Proviamo a riflettere su queste
conclusioni di Monod. Ci troviamo di fronte ad un paradosso epistemologico: il
riconoscimento esplicito e scientifico della teleonomia come la cifra della
vita non porta alla classica conclusione metafisica (esiste un Progettatore
esterno) che ha nutrito interi millenni di umanità, ma al suo contrario:
“l’antica alleanza è infranta: l’uomo finalmente sa di essere solo
nell’immensità indifferente dell’Universo da cui è emerso per caso. Il suo
dovere, come il suo destino, non è scritto in nessun luogo” (conclusione del
libro). Possono convivere le due conclusioni? O quale delle due è quella vera?

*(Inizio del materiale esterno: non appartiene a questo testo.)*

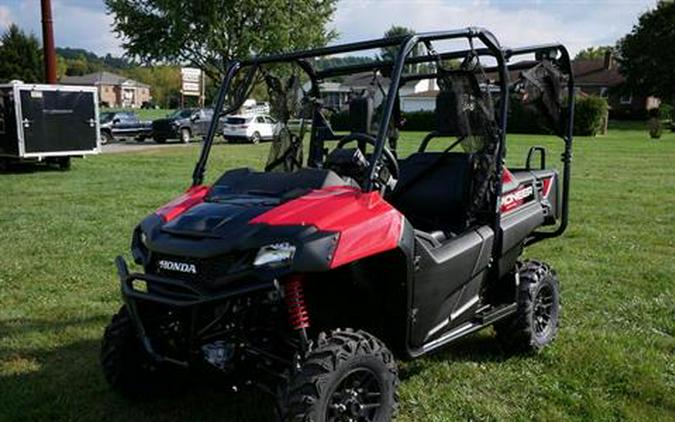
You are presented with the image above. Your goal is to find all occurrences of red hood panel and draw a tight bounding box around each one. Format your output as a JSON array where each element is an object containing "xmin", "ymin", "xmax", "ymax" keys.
[{"xmin": 250, "ymin": 187, "xmax": 403, "ymax": 268}]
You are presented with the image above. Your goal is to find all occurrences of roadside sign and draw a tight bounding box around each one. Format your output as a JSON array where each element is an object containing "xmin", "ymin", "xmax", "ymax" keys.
[{"xmin": 180, "ymin": 67, "xmax": 202, "ymax": 97}]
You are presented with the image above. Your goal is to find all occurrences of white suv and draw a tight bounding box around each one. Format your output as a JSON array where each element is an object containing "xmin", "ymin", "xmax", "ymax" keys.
[{"xmin": 223, "ymin": 115, "xmax": 279, "ymax": 144}]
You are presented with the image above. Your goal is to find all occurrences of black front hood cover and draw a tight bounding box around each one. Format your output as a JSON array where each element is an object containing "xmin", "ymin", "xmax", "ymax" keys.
[
  {"xmin": 140, "ymin": 195, "xmax": 337, "ymax": 270},
  {"xmin": 162, "ymin": 196, "xmax": 279, "ymax": 238}
]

Rinvio la risposta al lettore. Aggiungo alcune riflessioni nel merito delle
argomentazioni utilizzate da Monod: parto dalla “gratuità del codice genetico”,
il fondamento di tutto il suo castello ideale. Se non esiste alcun legame
chimico-fisico tra il messaggio e il suo significato, non si capisce perché la
loro relazione dovrebbe essere determinata dall’ambiente: se la complementarietà
materiale non è riuscita a legare i due oggetti, come possono fare due pezzi di
lego, perché mai dovrebbe riuscirci un ambiente anonimo, che non ha alcuna
affinità né alcun interesse? Come a dire: se i due pezzi di lego non si sono
uniti perché hanno i fori e denti complementari, perché mai il tappeto su cui
si trovano dovrebbe casualmente unirli? Insomma, l’ambiente di Monod ha
proprietà morfogenetiche che né la chimica, né la fisica, né la biologia, gli
attribuiscono. Che cosa c’entrano la temperatura, la pressione, la
concentrazione iniziali, ma anche gli stessi atomi del DNA con tutto ciò che
dovrebbe conseguire dalle loro informazioni: le membrane cellulari, i tessuti,
gli organi, gli apparati, il naso, la bocca, gli occhi, lo sguardo stupito di
chi ha appena letto il libro di Monod? Come si spiega solo a partire dal DNA
che la cellula uovo, sferica e indifferenziata, in pochi giorni si struttura
lungo tre assi, assume una forma allungata con una cavità interna che diventerà
l’intestino, cresce e si differenzia formando un bambino completo di tutto, già
dopo quattro settimane?
Oggi si sa che gli esseri viventi
sono organizzati a più livelli di complessità, uno sopra l’altro e non si
possono spiegare a partire da quello sottostante: l’anatomia e la fisiologia
del cuore non sono incluse nella cellula del miocardio, così come le proprietà
della cellula non sono prevedibili a partire dai suoi ingredienti chimici,… e
così via. Credo che Aristotele avesse ragione, ancora nel IV secolo avanti
Cristo: le cause finali sono il motore di ogni movimento. Le cellule del nostro
corpo si comportano “come se” fossero consapevoli di quello che devono fare in
ogni istante per realizzare il progetto della vita e della sua perpetuazione.
Ma: possono essere consapevoli? Se non abbiamo evidenza sperimentale di questa
condizione della materia, credo possa risultare ragionevole ipotizzare una
Causa finale al di fuori del sistema.